[Question] Extending mime-type detection.

mscdex / mmmagic

An async libmagic binding for node.js for detecting content types by data inspection

MIT License

619 stars 50 forks source link

[Question] Extending mime-type detection. #127

Closed jamespedid closed 6 years ago

jamespedid commented 6 years ago

Hello again,

I'm looking to use this library as part of an amazon lambda job for detecting that uploaded files are the correct type.

I've been successful and deploying a simple lambda job that will detect the mime-type of a file uploaded to it for some cases, but in other cases I receive more generic variants, such as 'application/octet-stream' and 'application/zip' for various legacy and current ms office formats. When I run these files using mmmagic locally, the current ms office formats come back correctly. (The legacy ones still have trouble.)

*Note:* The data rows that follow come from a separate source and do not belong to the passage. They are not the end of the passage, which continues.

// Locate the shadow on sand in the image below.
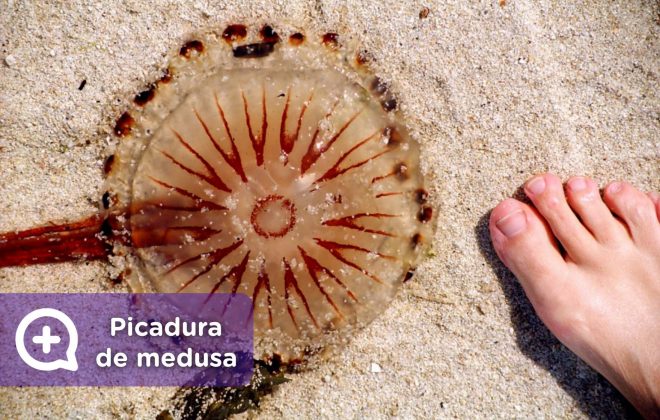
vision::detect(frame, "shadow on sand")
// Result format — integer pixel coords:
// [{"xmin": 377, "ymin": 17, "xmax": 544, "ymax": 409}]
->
[{"xmin": 475, "ymin": 194, "xmax": 639, "ymax": 419}]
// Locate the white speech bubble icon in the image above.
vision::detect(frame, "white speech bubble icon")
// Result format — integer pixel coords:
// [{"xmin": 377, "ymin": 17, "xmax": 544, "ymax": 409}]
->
[{"xmin": 16, "ymin": 308, "xmax": 78, "ymax": 372}]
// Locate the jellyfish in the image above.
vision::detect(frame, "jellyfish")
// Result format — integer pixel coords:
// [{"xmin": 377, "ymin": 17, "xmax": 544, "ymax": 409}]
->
[{"xmin": 0, "ymin": 25, "xmax": 433, "ymax": 363}]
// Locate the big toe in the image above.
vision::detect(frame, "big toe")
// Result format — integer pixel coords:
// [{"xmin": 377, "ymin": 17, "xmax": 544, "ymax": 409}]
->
[{"xmin": 489, "ymin": 199, "xmax": 567, "ymax": 312}]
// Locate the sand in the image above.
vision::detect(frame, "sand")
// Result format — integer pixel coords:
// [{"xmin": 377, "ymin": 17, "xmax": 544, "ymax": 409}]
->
[{"xmin": 0, "ymin": 0, "xmax": 660, "ymax": 418}]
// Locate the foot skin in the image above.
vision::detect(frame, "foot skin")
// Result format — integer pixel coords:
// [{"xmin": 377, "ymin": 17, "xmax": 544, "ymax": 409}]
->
[{"xmin": 489, "ymin": 174, "xmax": 660, "ymax": 418}]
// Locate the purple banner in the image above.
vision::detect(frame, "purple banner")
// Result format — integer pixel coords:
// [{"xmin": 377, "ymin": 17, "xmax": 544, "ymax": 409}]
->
[{"xmin": 0, "ymin": 293, "xmax": 253, "ymax": 386}]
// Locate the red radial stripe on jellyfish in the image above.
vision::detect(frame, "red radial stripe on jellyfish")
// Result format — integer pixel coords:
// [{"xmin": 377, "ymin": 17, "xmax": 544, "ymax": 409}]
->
[
  {"xmin": 170, "ymin": 129, "xmax": 231, "ymax": 192},
  {"xmin": 323, "ymin": 213, "xmax": 398, "ymax": 237},
  {"xmin": 241, "ymin": 88, "xmax": 268, "ymax": 166},
  {"xmin": 282, "ymin": 259, "xmax": 319, "ymax": 329},
  {"xmin": 280, "ymin": 87, "xmax": 314, "ymax": 164}
]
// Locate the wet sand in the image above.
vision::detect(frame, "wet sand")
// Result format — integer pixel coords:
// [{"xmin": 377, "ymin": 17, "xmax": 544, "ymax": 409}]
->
[{"xmin": 0, "ymin": 0, "xmax": 660, "ymax": 418}]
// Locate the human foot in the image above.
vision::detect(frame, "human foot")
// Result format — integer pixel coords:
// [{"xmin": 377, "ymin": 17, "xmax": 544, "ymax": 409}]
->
[{"xmin": 489, "ymin": 174, "xmax": 660, "ymax": 418}]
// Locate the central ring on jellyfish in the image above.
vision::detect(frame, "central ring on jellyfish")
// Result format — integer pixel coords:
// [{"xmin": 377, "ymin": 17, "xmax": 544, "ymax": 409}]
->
[{"xmin": 250, "ymin": 194, "xmax": 296, "ymax": 238}]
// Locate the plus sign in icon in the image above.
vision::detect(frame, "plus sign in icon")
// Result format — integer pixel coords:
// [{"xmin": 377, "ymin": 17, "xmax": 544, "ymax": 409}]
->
[
  {"xmin": 32, "ymin": 325, "xmax": 62, "ymax": 354},
  {"xmin": 15, "ymin": 308, "xmax": 78, "ymax": 372}
]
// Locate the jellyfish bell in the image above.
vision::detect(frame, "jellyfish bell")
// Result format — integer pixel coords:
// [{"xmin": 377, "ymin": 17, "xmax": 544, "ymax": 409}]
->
[{"xmin": 0, "ymin": 25, "xmax": 433, "ymax": 362}]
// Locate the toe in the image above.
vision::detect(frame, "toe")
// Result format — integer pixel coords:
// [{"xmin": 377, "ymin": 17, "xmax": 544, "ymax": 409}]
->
[
  {"xmin": 489, "ymin": 199, "xmax": 567, "ymax": 311},
  {"xmin": 603, "ymin": 182, "xmax": 660, "ymax": 242},
  {"xmin": 525, "ymin": 174, "xmax": 595, "ymax": 262},
  {"xmin": 566, "ymin": 177, "xmax": 628, "ymax": 243},
  {"xmin": 649, "ymin": 193, "xmax": 660, "ymax": 222}
]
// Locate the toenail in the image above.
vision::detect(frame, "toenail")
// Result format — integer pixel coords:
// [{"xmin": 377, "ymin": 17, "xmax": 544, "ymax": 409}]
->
[
  {"xmin": 607, "ymin": 182, "xmax": 623, "ymax": 194},
  {"xmin": 495, "ymin": 210, "xmax": 527, "ymax": 238},
  {"xmin": 568, "ymin": 178, "xmax": 587, "ymax": 192},
  {"xmin": 527, "ymin": 176, "xmax": 545, "ymax": 195}
]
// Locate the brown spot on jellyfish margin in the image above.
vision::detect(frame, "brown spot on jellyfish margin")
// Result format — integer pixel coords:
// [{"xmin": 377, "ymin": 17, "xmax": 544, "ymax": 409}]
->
[
  {"xmin": 179, "ymin": 40, "xmax": 204, "ymax": 58},
  {"xmin": 133, "ymin": 85, "xmax": 156, "ymax": 106},
  {"xmin": 289, "ymin": 32, "xmax": 305, "ymax": 45},
  {"xmin": 233, "ymin": 42, "xmax": 275, "ymax": 58},
  {"xmin": 259, "ymin": 25, "xmax": 280, "ymax": 43},
  {"xmin": 222, "ymin": 25, "xmax": 247, "ymax": 43},
  {"xmin": 321, "ymin": 32, "xmax": 339, "ymax": 48},
  {"xmin": 0, "ymin": 28, "xmax": 433, "ymax": 363},
  {"xmin": 103, "ymin": 155, "xmax": 115, "ymax": 175},
  {"xmin": 115, "ymin": 112, "xmax": 135, "ymax": 137}
]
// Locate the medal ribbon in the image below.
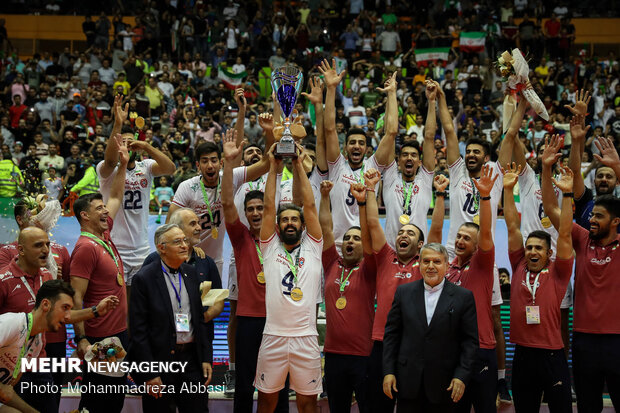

From what I can tell, it's possible to customize libmagic to use custom detectors as part of a /etc/magic file, but I'm unsure how that works or if this library is capable of utilizing this. Does the library support this, and if so is it possible to customize these in a more lambda-friendly way?

mscdex commented 6 years ago

You can use your own magic file by passing the path to the constructor as shown in the documentation.

jamespedid commented 6 years ago

OK I've looked at the documentation and tried using the magic.mgc file from my local in my aws lambda function; I copied the file from /usr/share/misc/magic.mgc into my lambda zip distribution. Then I referenced the file from the lambda function and it didn't work.

So a few questions:

1.) Should detecting various microsoft formats work out of the box with the bundled magic.mgc library? If so, why am I seeing different results on lambda? (Not necessarily asking you to investigate, but just maybe provide a guess?)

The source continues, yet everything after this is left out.